But those who value the taste of coffee as well as the stimulation may disagree. Then, there are those people who, despite their love and appreciation of coffee, can't tolerate much caffeine; others, who tolerate it well in the early part of the day, can't sleep if they drink coffee later in the day. Caffeine metabolism varies widely among individuals. Generally, men process caffeine faster than women, especially pregnant women, who are slowest. The liver metabolizes caffeine, so age and liver health also affect one's tolerance. (See "Caffeine and Decaf" in the curator's Joy of Coffee , or the Wikipedia entry on caffeine.)
All this brings us to decaffeinated coffee.
As recently as the mid-'80s, people were drinking more decaf, thinking that caffeine was bad for them. As more and more research showed the health benefits of coffee, people began to switch back to caffeine. Sales of decaf in the late '80s for some roasters were as high as 25 percent of total coffee sales. Today, among both commercial and specialty roasters, the percentage is more like 10 to 15: lower, but still a significant portion of coffee drinking.
Please suspend any chemo-phobia you may have while reading this. Don't let the technical words for chemicals put you off, and don't play into the hands of the irresponsible scare tactics of unscrupulous advertisers of Swiss Water-process decaffeination.
There are four main methods of decaffeination in wide use today, each named for the solvent used: di-hydro-oxide (aka water), ethyl acetate, supercritical CO2, and methylene chloride (dichloromethane in Europe). Even if you remember your high school chemistry, the words may be unfamiliar, but keep that chemo-phobia in check. (A new method using ultraviolet light is coming to the market. Don't get your hopes up--poor flavor, so far.)

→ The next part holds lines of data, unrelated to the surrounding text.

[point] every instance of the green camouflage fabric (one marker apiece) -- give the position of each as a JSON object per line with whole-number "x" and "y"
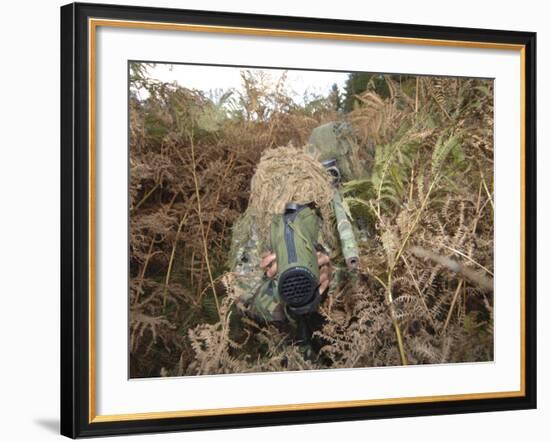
{"x": 348, "y": 243}
{"x": 256, "y": 294}
{"x": 335, "y": 140}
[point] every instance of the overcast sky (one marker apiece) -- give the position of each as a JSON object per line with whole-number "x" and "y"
{"x": 206, "y": 78}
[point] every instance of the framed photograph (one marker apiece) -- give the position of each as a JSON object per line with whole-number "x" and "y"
{"x": 275, "y": 220}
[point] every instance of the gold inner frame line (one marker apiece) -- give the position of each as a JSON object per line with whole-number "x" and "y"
{"x": 93, "y": 24}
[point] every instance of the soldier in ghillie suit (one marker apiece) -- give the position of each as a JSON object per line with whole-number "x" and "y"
{"x": 307, "y": 179}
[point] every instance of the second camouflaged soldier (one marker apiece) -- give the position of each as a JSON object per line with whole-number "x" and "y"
{"x": 301, "y": 187}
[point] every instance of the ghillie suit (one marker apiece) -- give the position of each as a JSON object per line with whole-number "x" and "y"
{"x": 289, "y": 174}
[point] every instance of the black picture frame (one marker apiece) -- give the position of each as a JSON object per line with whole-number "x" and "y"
{"x": 75, "y": 221}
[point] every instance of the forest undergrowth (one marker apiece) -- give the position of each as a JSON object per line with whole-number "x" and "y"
{"x": 424, "y": 292}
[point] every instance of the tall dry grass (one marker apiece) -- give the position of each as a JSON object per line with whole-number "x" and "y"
{"x": 427, "y": 258}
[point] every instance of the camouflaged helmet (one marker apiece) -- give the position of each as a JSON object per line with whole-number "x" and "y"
{"x": 336, "y": 140}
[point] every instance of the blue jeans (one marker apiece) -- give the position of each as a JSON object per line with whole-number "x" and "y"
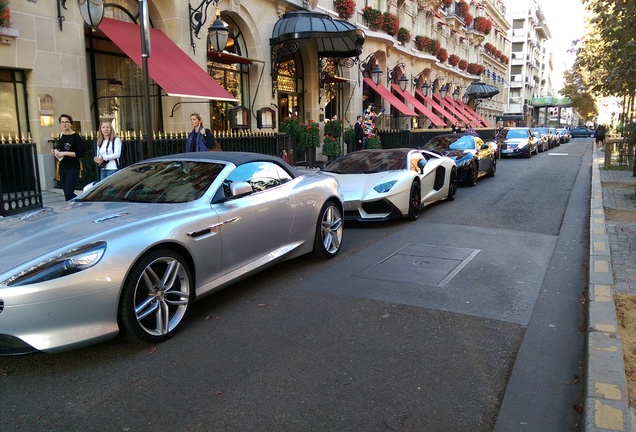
{"x": 68, "y": 181}
{"x": 106, "y": 173}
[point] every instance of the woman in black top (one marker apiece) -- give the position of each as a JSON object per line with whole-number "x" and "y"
{"x": 70, "y": 148}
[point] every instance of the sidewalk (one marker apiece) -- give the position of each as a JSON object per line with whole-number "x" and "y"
{"x": 612, "y": 268}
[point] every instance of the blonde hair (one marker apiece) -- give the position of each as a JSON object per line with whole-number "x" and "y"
{"x": 101, "y": 136}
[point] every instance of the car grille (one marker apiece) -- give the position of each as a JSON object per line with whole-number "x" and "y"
{"x": 375, "y": 207}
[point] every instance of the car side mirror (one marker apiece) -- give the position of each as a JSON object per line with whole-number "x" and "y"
{"x": 238, "y": 189}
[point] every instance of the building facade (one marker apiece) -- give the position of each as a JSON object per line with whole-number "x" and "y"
{"x": 317, "y": 60}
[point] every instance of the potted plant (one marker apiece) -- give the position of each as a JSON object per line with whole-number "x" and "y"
{"x": 309, "y": 140}
{"x": 331, "y": 147}
{"x": 291, "y": 127}
{"x": 345, "y": 8}
{"x": 404, "y": 35}
{"x": 349, "y": 136}
{"x": 333, "y": 128}
{"x": 442, "y": 55}
{"x": 373, "y": 17}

All methods produce a range of quality primarily due to bean selection (garbage in = garbage out) and process temperature, which affects the speed and thus the cost of processing. The American standard for decaffeinated coffee is to remove 97 percent of the original caffeine. Since caffeine content of individual coffees varies widely (see my earlier post on the topic), the amount of residual caffeine will also vary. Unfortunately, all decaffeination methods adversely affect flavor, but careful selection of green beans along with competent roasting and brewing can produce a cup that may fool the experts.

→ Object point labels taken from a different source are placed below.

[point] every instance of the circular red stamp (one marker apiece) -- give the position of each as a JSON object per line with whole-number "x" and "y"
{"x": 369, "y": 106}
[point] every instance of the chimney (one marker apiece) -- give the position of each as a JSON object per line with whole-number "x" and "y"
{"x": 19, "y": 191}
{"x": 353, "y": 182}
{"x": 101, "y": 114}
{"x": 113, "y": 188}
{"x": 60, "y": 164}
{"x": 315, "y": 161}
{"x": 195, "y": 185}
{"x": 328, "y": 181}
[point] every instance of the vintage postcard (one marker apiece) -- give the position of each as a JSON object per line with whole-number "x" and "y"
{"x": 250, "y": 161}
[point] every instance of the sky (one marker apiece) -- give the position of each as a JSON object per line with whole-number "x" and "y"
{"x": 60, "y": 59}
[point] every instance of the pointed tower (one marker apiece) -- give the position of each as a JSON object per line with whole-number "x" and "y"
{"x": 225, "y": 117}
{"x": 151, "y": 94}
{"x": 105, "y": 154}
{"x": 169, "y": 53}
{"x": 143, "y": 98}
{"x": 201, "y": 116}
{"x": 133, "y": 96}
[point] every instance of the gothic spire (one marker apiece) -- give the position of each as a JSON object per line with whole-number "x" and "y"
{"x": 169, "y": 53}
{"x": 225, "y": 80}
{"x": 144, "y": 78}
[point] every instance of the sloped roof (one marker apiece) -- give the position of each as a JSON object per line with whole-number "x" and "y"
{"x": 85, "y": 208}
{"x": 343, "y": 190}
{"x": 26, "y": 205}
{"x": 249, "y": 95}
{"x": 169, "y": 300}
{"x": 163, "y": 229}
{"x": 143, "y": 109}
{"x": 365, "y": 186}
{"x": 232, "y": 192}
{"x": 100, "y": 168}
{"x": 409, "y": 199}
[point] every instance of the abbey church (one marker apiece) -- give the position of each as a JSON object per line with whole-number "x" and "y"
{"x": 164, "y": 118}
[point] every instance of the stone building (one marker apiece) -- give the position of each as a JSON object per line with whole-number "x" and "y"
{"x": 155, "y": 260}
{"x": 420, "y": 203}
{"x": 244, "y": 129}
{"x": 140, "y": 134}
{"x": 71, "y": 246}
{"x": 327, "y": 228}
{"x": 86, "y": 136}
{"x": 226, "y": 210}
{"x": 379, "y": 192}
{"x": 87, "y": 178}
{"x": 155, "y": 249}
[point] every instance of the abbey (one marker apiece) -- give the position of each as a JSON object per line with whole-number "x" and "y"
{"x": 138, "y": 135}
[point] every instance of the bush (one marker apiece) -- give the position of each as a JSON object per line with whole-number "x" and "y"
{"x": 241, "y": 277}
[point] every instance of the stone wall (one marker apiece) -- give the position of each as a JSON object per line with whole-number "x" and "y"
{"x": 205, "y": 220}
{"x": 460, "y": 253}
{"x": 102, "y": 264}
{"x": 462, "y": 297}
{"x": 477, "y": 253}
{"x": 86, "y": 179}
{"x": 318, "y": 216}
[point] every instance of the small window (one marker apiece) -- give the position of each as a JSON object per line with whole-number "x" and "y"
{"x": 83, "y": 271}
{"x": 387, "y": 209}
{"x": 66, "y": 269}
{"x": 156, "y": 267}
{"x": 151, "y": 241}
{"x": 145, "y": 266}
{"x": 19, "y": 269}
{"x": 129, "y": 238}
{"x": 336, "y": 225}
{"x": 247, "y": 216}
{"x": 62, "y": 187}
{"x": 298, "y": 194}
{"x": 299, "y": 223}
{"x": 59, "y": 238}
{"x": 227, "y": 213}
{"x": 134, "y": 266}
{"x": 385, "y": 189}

For decades, we have preferred coffees decaffeinated with methylene chloride (MC) because time after time, year after year, they have produced the most flavorful cup. The method is simple enough. First, steam swells the beans to make it easier for the caffeine to be removed. The solvent is then circulated through the beans and then into distillation to remove the caffeine and wax that have been removed from the beans. The cleansed solvent is recirculated and re-distilled until the caffeine has been removed. The beans are then rinsed with water and vacuum-dried.
The most sensitive test for detecting residual MC detects as little as one part per million. I have never seen a test result that detects any amount in specialty decaf. Furthermore, the boiling point of the solvent is 104 degrees F and coffee is roasted at 375 to 425 degrees F. Any remaining solvent, if there were any, would be vaporized during roasting. MC has been eliminated from cosmetics and has stringent worker safety regulations in Europe, but the procedures used in coffee processing and roasting leave nothing to cause any concern.
Most important, after safety, is taste. MC is the most selective solvent, leaving the greatest coffee flavor in the beans.